Jesus turns to the blind man and asks what he needs. “Lord, that I may receive my sight.” “Receive your sight; your faith has saved you.” Faith cries to Jesus for help. Faith receives gracious blessings from Jesus, who alone gives them. Faith alone comprehends the mysteries of the kingdom, and by such, saves. I know your translations will all say, “Your faith has made you well.” By inspiration, what we are told here is that his faith has saved him. Only faith can do that, by grace alone, from the Scriptures alone.
Jesus turns to you and asks what you need. “Lord, that I may receive my sight.” Let me see you with my own eyes. Let me see the joy of my salvation. Let me see the forgiveness of my sins. And Jesus, by way of the mouth of His called servant, declares to you the same. Your sins are forgiven you. Jesus has won your salvation, it is yours now by grace through faith, though for a while you may still have to suffer in this vale of tears. But Jesus will return, and you will rise from your grave to receive from Him eternal life in the presence of Father forever, where you will see him with your own eyes, and not another. (cf. Job 19:27)
“And immediately he received his sight, and followed Him, glorifying God. And all the people, when they saw it, gave praise to God.” The blind man’s cry of faith was answered. He was forgiven—he is forgiven, saved, restored...given a foretaste of the eternal life to come which is his already. From there he gave God alone the glory, by way of Christ alone. The people, likewise, gave praise to God.

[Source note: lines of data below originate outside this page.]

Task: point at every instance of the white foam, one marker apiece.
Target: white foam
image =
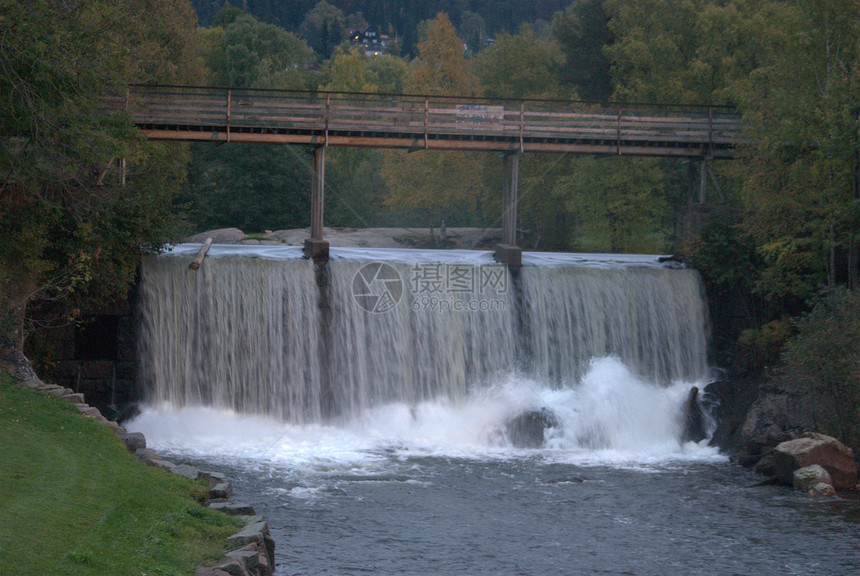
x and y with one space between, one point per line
609 418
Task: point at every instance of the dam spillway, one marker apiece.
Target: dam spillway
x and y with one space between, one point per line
258 331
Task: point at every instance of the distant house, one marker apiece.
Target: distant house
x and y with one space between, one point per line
370 39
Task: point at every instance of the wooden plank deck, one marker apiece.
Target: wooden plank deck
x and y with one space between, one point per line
423 122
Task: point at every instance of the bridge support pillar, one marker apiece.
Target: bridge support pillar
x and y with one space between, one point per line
508 252
315 246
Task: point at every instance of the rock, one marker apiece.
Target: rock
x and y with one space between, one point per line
221 490
819 449
766 465
247 556
233 567
807 477
186 471
822 489
694 429
233 508
773 418
204 571
527 429
134 441
211 478
19 367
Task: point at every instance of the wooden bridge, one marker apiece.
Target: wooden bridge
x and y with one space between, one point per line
509 127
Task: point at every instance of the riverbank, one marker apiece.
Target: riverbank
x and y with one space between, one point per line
75 502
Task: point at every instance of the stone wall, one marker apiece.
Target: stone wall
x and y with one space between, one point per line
96 358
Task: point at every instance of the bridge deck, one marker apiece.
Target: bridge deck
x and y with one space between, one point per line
419 122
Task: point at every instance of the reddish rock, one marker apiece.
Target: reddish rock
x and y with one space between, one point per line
810 476
819 449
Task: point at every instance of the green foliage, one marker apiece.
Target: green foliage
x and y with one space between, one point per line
724 255
253 187
682 51
437 184
324 28
242 52
350 70
619 204
822 362
70 231
441 67
801 106
521 66
75 502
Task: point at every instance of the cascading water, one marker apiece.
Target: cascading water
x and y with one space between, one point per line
367 417
254 333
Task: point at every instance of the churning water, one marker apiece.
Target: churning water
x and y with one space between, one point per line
365 414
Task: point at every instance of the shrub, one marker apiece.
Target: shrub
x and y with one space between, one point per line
822 364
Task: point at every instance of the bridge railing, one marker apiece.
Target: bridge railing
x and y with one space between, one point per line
425 119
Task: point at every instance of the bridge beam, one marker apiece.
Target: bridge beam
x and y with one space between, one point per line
508 252
315 247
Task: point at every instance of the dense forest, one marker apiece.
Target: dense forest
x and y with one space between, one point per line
83 195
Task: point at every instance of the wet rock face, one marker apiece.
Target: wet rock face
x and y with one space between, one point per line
526 430
694 418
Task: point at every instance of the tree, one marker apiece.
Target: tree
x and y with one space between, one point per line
473 30
354 185
582 31
72 223
521 66
324 28
436 183
619 204
250 187
820 363
441 67
239 51
682 51
801 105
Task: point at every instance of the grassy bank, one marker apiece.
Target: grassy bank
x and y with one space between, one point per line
73 501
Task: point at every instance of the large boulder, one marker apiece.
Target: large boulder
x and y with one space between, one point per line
695 426
526 430
810 478
820 449
774 417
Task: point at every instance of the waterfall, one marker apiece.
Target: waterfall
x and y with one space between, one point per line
257 331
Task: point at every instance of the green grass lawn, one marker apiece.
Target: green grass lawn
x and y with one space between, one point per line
74 501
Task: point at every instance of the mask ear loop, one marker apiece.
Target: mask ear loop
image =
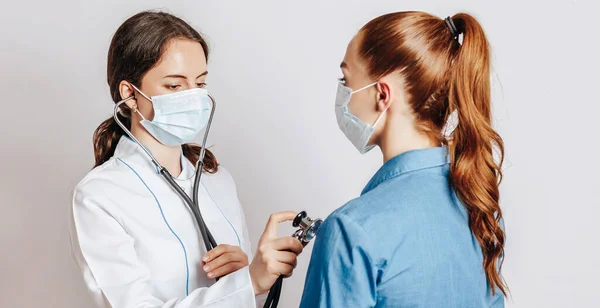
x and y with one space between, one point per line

So it is for you, dear hearers. You are here to receive from the hand of God all that you need to support your body and life into the life to come. Here, your pleas for mercy from faith are answered. Here, you receive the body and blood of your Savior, Jesus Christ, for forgiveness, life, and salvation. Here, you receive the forgiveness of your sins in the words of Holy Absolution, from the mouth of Jesus’ called servant as if from His own lips. Your faith has saved you; you are forgiven for all of your sins—saved by grace alone, received by faith alone, worked by Christ alone, revealed by Scripture alone, to God alone be the glory—sola gratia, sola fide, solus Christus, sola scriptura, soli Deo gloria.